“Oh, Floyd,” she breathed. “I wish it wasn’t happening like this. I wish there was some other way. But when she’s gone, I don’t want to spend a minute longer in this city than necessary. There’ll be too many sad memories, too many ghosts, and I don’t think I want to spend the rest of my life feeling haunted by them.”
“You shouldn’t,” Floyd said. “And you’re right to make this move. Go to America. You’ll knock them out.”
“Oh, I’m definitely going,” she said, “but I won’t be truly happy unless you come with me. Think about it, Floyd, will you? Think about it like you’ve never thought about anything in your life. It could be your chance as much as mine.”

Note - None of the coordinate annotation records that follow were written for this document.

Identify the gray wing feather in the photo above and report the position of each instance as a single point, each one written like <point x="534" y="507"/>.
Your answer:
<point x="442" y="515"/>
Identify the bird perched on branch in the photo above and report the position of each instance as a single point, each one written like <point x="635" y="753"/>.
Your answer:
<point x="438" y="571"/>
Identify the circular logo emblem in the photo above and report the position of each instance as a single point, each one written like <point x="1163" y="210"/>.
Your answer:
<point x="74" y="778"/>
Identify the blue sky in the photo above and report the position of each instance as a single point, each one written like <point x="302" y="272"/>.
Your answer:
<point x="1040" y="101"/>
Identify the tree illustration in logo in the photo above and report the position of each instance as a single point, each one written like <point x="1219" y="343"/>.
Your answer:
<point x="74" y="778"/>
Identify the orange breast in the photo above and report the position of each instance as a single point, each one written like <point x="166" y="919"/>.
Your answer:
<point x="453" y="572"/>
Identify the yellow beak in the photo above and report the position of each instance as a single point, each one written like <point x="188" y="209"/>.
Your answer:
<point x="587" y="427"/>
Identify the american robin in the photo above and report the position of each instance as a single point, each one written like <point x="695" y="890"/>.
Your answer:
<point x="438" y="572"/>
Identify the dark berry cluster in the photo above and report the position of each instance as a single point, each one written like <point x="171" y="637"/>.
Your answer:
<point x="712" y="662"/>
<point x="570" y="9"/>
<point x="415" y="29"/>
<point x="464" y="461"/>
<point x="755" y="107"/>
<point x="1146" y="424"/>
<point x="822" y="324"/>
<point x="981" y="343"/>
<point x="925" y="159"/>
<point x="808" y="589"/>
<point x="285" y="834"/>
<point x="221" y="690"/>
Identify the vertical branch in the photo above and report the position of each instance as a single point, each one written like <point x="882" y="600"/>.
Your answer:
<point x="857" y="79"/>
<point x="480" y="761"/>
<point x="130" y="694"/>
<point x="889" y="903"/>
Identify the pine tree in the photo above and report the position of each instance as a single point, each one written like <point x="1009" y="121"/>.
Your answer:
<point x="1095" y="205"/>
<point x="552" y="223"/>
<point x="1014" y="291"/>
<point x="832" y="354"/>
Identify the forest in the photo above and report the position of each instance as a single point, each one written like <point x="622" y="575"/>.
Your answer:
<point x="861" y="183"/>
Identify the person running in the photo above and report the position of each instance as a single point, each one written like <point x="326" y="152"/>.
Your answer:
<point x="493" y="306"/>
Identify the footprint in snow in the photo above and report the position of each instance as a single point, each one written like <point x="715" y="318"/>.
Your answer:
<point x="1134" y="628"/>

“I’ll think about it,” Floyd said. “Just don’t expect an answer before morning.”
He thought about making love to her—he had been thinking about it since the moment he opened her letter. He had little doubt that she would let him, if he tried. He also had little doubt that what she most wanted from him was to be held close, until, emotionally and physically drained, she fell into a shallow and uneasy sleep. She muttered things in German that he didn’t understand, imprecations that sounded urgent but which might have meant nothing at all, and then gradually she fell silent.
At three in the morning, he eased her into the bed, pulled the covers over her and walked out into the rain, leaving her alone in the room where she had grown up.
SIX
Auger found it uncomfortable to be alone in the same room as Thomas Caliskan, as if she had wandered into an obscene and sticky trap. He was a very thin man with a neatly groomed sweep of collar-length silver hair brushed back from an aristocratic forehead. He favoured costumes of silk and crushed velvet with long-tailed jackets, elaborate and carefully anachronistic. He wore owlish spectacles of blue-tinted glass. He often closed his eyes while speaking, as if attending to some very distant, very quiet melody, and when he moved his body, his head seemed momentarily reluctant to follow, as if anchored to a particular point in space and time.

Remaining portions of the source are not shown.